Nonetheless, the keen historians amongst you would have spotted that British constitutional tradition was very much to the fore.

The symbolic monarch

The straightforward fact that the Queen travels to Parliament for its opening, inviting members and peers to join her in the House of Lords, rather than requiring their presence in one of her many palaces, is of itself heavy with constitutional symbolism. 

The Queen’s journey and the venue encapsulate Britain’s longstanding and principal constitutional doctrine of ‘the King/Queen in Parliament’.  Traced to the Revolution of the 1688 when following the Christmas Eve flight into exile of the Catholic King, James VII & II the Convention (“temporary”) Parliament convened in the New Year to offer the throne to William of Orange and his wife Mary (James’ eldest daughter), this doctrine represents Britain’s mixed constitution. 

Then, in the late 17th century, it was a statement against domineering absolute monarchy; now in the 21st century, it is an organic representation of the balance between Crown, Executive and Parliament.  No need for a modern ahistorical US-style written statement of check and balances, constitutional traditionalists cry.

Manoeuvres and shakers

Another symbolic element of the proceedings came part way through the Queen’s speech when she announced that her Government would establish a Constitution, Democracy and Rights Commission whose agenda would include working towards a repeal of the Fixed-term Parliaments Act, 2011. 

Now with the constitutional brouhaha prior to the Election over prorogation and the manoeuvrings to get the House to vote for a General Election ahead of the timescale set out in the Act, this measure was no great surprise. 

From the evidence presented at the Supreme Court case on the Prime Minister’s prorogation of parliament, we know that the Mr Johnson was of the view that the regulation of parliamentary sessions by the Fixed Term Act, including the parliamentary sitting in September, was a consequence  of his ‘girly swot’ predecessor but one, Mr Cameron, wanting to show that parliamentarians were working hard for their salaries (and, of course, as part of the compromise with the Liberal Democrats to form a Government in 2010). 

Ghosts of commissions past

Prior to the 2011 Act, the ability of the Prime Minister to call a General Election when he or she so wished was a cherished (by Prime Ministers) constitutional convention.  Interestingly, however, it was a tradition which only developed in the 19th century as in the 17th and 18th centuries the parliamentary terms were set down in the 1694 and 1715 Triennial and Septennial Acts.

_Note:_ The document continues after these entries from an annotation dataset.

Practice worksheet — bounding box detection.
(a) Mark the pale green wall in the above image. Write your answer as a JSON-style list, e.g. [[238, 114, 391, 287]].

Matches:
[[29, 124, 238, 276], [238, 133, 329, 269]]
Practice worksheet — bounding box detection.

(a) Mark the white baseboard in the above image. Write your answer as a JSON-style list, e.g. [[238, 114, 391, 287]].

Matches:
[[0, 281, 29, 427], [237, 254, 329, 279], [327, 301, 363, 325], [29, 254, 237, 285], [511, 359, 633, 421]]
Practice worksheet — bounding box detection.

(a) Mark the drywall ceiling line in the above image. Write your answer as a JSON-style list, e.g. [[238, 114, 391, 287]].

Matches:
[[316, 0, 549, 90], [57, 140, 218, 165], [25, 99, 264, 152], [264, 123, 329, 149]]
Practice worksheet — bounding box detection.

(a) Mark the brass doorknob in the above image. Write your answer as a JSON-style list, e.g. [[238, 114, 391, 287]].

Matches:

But Mr Johnson takes his historical precedent where he can find it and it seems clear that he wishes to reclaim this power. That said, his chosen means to do so – a Commission – offers poor historical example.  He has only to go back to the late 1960s and early 1970s to encounter the most recent example of a Commission addressing constitutional affairs. 

The 16-strong Royal Commission on the Constitution, which was latterly known as the Kilbrandon Commission, failed to reach consensus.  Its final report in October 1973 contained several options variously supported by different members of the Commission while two members, Professor Alan Peacock and Lord Crowther-Hunt, refused to sign up to the report issuing instead their own Memorandum of Dissent.

Over the course of this Parliament, the Queen will still attend Parliament to open it but whether Mr Johnson regains as Prime Minster the power to call General Elections must remain for the moment at least a moot point.